可以看出来, 如果小整数的对象池被激活并且需要创建的整数对象就在对象池里面, 那么就会直接从那里面取出来用. 这就很简单了, 但是如果不是在里面或者对象池没有被激活, 那么就会走下面的函数过程了. 来分析下:

如果当前还没有分配, 就先创建我们的int block. 这个行为不仅出现在最一开始的fill_free_list调用上, 在所有的空闲内存(for intblock)没有的时候, free_list会重新变成NULL, 那个时候调用fill_free_list就又会进行分配了.

这个创建的过程是这样的:

static PyIntObject *
fill_free_list(void)
{
	PyIntObject *p, *q;
	/* Python's object allocator isn't appropriate for large blocks. */
	p = (PyIntObject *) PyMem_MALLOC(sizeof(PyIntBlock));
	if (p == NULL)
		return (PyIntObject *) PyErr_NoMemory();
	((PyIntBlock *)p)->next = block_list;
	block_list = (PyIntBlock *)p;
	/* Link the int objects together, from rear to front, then return
	   the address of the last int object in the block. */
	p = &((PyIntBlock *)p)->objects[0];
	q = p + N_INTOBJECTS;
	while (--q > p)
		q->ob_type = (struct _typeobject *)(q-1);
	q->ob_type = NULL;
	return p + N_INTOBJECTS - 1;
}

首先分配整个通用整数对象池的内存空间, 如果malloc失败, 报错处理. 如果malloc成功就可以继续了, 先忽略掉后面的那两行我们来看注释下面的. 接下来, 我们把IntObject数组的第一个元素贴到这个内存区域的头部, 把另一个指针q调整到这个对象池的最末尾+1的位置, 此时p指针指向头部第一个元素(也就是objects[0]). Then, 开始从后向前的移动q指针, 每一次移动都把对象池后面的那个整数对象的ob_type指向它前一个整数对象的ob_type直到q指针和p指针碰面, 也就是同时指向首位. 接着将第一个整数对象的ob_type设置成NULL. 这样就算是完成了, 最后返回这个对象池的最后一个元素的内存地址.
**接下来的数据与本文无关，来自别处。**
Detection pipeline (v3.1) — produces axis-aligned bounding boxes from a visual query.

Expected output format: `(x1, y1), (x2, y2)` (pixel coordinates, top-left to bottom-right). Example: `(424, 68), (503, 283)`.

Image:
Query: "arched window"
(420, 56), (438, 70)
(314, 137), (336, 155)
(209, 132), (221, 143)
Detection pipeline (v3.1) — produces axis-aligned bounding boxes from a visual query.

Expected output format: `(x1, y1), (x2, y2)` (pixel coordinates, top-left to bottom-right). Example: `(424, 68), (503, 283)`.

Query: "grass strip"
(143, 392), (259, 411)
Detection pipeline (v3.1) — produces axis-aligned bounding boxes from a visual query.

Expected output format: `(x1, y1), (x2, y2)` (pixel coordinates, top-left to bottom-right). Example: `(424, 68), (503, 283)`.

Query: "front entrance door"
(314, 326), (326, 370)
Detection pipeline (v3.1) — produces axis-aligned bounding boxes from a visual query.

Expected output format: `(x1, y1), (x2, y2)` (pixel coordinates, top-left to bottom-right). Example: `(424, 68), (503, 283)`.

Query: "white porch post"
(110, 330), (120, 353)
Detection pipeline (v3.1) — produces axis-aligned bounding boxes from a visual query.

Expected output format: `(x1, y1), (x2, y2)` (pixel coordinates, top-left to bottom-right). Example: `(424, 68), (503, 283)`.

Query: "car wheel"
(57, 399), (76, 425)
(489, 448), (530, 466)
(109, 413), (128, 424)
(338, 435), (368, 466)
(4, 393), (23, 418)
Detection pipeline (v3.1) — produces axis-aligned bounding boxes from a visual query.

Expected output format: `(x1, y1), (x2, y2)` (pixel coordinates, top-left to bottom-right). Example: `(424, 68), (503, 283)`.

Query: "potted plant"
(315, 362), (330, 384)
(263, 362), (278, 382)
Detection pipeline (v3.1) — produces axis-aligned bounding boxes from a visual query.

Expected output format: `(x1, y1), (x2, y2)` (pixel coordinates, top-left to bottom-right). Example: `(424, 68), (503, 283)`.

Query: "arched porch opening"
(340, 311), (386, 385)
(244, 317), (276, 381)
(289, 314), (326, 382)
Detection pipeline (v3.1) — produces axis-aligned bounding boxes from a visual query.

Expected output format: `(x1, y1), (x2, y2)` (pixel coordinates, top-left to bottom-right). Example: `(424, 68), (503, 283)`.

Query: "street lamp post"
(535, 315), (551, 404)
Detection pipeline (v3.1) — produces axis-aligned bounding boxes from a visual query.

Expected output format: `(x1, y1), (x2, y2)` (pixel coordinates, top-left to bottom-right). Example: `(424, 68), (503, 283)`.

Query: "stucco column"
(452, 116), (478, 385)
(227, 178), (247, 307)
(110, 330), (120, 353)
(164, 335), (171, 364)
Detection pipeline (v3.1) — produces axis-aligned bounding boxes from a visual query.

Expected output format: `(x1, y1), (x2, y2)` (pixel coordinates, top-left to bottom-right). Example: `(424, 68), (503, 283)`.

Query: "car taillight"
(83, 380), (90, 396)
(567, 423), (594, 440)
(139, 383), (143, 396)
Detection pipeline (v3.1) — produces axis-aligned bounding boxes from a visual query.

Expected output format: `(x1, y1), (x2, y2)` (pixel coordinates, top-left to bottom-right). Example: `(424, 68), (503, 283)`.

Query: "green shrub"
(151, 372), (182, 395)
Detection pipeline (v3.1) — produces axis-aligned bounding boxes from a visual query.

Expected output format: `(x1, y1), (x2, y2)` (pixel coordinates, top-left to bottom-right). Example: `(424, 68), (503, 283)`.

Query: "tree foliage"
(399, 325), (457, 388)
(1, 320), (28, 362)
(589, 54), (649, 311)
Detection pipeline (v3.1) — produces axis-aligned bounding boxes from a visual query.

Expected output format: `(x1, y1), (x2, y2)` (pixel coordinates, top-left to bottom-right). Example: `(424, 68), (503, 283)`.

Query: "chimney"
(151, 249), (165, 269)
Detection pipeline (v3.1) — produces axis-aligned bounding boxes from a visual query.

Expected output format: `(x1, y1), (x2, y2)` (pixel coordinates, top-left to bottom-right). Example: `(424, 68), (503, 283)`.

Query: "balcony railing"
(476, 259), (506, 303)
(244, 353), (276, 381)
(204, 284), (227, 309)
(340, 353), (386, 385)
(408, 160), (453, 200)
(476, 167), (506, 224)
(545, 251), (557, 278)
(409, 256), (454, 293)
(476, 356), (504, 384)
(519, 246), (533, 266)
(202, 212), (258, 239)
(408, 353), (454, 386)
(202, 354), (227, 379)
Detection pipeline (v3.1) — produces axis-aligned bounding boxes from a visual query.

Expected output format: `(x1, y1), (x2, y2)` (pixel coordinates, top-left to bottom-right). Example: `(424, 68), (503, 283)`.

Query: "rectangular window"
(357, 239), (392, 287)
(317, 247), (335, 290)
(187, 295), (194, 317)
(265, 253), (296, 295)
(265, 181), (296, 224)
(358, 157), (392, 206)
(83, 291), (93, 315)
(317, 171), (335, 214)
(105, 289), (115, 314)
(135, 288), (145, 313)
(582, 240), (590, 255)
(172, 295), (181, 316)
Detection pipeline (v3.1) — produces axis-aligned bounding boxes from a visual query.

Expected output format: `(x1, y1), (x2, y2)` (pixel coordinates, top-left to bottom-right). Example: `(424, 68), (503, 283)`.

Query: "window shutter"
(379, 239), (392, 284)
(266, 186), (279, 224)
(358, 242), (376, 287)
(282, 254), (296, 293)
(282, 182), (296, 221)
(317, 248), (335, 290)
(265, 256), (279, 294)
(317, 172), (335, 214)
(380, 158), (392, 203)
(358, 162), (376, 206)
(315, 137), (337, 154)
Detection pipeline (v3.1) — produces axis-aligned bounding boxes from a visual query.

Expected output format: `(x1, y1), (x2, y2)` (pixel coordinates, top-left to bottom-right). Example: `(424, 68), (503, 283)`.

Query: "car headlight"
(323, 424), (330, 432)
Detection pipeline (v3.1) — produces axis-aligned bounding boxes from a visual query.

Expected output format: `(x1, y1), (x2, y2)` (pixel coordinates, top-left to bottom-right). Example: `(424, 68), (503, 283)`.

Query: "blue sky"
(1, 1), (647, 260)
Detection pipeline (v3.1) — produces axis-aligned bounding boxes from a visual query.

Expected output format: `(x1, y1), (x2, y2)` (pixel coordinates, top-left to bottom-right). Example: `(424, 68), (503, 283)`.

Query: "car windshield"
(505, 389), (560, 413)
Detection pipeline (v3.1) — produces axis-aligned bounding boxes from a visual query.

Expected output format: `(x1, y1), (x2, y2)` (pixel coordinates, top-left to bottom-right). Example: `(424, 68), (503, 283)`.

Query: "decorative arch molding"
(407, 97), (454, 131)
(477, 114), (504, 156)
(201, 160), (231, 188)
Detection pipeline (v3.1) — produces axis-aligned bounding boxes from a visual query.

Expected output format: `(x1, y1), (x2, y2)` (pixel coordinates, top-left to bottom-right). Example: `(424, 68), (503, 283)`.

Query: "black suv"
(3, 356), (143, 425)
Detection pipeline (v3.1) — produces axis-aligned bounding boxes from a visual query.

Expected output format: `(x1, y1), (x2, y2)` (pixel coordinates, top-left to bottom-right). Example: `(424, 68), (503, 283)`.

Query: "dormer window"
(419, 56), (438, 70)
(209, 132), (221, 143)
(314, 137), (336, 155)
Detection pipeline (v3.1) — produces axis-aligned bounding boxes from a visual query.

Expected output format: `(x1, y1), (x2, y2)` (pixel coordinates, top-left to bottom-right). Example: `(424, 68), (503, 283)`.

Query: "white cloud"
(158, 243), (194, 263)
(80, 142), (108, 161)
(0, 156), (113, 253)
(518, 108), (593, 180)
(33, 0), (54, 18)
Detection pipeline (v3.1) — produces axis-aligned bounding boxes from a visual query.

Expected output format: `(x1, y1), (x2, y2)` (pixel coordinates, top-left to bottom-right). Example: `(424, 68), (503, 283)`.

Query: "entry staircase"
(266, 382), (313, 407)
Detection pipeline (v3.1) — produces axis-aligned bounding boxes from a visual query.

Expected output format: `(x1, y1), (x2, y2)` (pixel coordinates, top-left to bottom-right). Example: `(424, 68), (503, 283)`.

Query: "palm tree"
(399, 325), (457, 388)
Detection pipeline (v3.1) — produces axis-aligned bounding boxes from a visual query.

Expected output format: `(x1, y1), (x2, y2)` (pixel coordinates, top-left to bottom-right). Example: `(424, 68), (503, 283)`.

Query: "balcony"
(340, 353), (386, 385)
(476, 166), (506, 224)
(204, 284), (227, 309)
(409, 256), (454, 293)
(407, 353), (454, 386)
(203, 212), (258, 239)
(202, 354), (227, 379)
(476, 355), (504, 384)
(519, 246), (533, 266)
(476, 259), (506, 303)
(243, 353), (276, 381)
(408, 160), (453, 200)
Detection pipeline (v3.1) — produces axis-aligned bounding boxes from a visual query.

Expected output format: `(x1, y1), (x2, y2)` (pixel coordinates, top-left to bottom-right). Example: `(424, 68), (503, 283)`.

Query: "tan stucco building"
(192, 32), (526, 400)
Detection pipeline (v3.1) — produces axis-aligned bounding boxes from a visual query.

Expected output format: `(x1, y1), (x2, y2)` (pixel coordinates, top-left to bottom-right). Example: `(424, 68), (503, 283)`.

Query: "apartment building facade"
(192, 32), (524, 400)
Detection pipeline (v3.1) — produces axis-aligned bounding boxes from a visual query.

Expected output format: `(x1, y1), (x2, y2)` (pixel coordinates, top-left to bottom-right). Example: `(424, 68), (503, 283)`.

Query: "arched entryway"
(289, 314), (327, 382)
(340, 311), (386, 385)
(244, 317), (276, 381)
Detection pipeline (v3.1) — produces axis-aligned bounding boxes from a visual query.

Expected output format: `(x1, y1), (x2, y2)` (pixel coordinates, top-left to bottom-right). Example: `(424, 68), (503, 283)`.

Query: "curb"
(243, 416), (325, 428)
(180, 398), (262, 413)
看到这里, 你可能会觉得有点疑惑, 尤其是ob_type那里, 为什么要这么做呢? 别急, 让我们继续往下看, 你会发现这一段代码的巧妙之处.

/* Inline PyObject_New */
v = free_list;
free_list = (PyIntObject *)v->ob_type;
PyObject_INIT(v, &PyInt_Type);
v->ob_ival = ival;
return (PyObject *) v;

之前在说对象池的时候就介绍过了, free_list相当于是对象池的对象指针, 那么每一次返回一个整数, 我们都需要把这个指针进行移动. 那么如何进行移动呢? 看上面的代码就可以知道了: 我们只需要把ob_type传递给free_list就行了.

怎么样是不是十分巧妙数组中的每一个元素通过这个ob_type属性就这样巧妙的串起来了!

接着我们想象一下, 这个对象池一直在被填充直到free_list指针指向了最前面也就是刚刚的object[0]的位置. 这个地方的ob_type是NULL! 没错, 此时就认为是对象池满了, 那怎么办? 当然是重新激活一个新的通用整数对象池了.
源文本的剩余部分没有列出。